Revue N°167 - Version PDF - Un hôtel de luxe plutôt qu'un séminaire

Alors que la dictature sanitaire relâche peu à peu son étreinte implacable sur tous les aspects de notre vie quotidienne, de la distinction entre ce qui est essentiel et ce qui ne l’est pas, en passant par le port du masque obligatoire, en plein air, que ce soit au cœur du massif de la Vanoise ou en pleine mer un totalitarisme mou- un moulag- se met en place de manière de plus en plus évidente. Ainsi notre association est traînée devant les tribunaux par une des nouvelles ligues de vertu du politiquement correct en l’occurrence l’association Stop homophobie largement subventionnée par la Région Ile-de-France de Valérie Pécresse. Nous avons dû changer le lieu de notre Université d’été en raison de menaces de trouble à l’ordre public de la part d’éventuels opposants dans le sanctuaire qui nous faisait l’amitié de nous accueillir.  Enfin, une de nos émissions Terres de mission sur TV Libertés n’a pu être diffusée sur YouTube en raison du blocage du compte de TV Libertés par YouTube. N’est-ce pas Staline qui définissait la constitution de la défunte URSS comme « la plus démocratique du monde » ?

Décédé le 6 mai dernier l’abbé Paul Aulagnier fut une figure haute en couleur et marquante du mouvement dit traditionaliste en France à partir des années 1970. Côme de Prévigny dresse le portrait d’un « fonceur » qui sut, à la demande de Mgr Marcel Lefebvre, organiser ce qu’il est convenu d’appeler la résistance à l’autodestruction de l’Église multipliant les fondations de prieurés, les créations d’école et soutenant les œuvres dont il estimait qu’elles menaient le bon combat.
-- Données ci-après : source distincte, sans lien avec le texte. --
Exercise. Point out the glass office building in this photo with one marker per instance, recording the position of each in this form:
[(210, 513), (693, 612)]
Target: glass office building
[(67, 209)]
Alors que disparaît la génération de ceux qui furent au cœur des batailles post conciliaires : liturgiques et doctrinales il convient de ne pas oublier ceux sans qui rien de ce qui reste encore debout aujourd’hui, quoique toujours fragile, n’existerait.

Jean Madiran dressant le bilan de mai 68 écrivait : « Une révolution qui est la Révolution se dresse contre un ordre qui n’est pas l’ordre ». Depuis plus de deux siècles nous avons oublié ce que c’est que de vivre dans une société régie par un ordre juste, ce qui ne veut pas dire parfait, mais signifie que les principes d’organisation de la société reposent sur la loi naturelle et non sur des utopies plus ou moins mortifères. Le chanoine Laurent Jestin, de manière érudite et argumentée, nous rappelle quels sont les principes qui régissent un ordre réellement juste dans la société.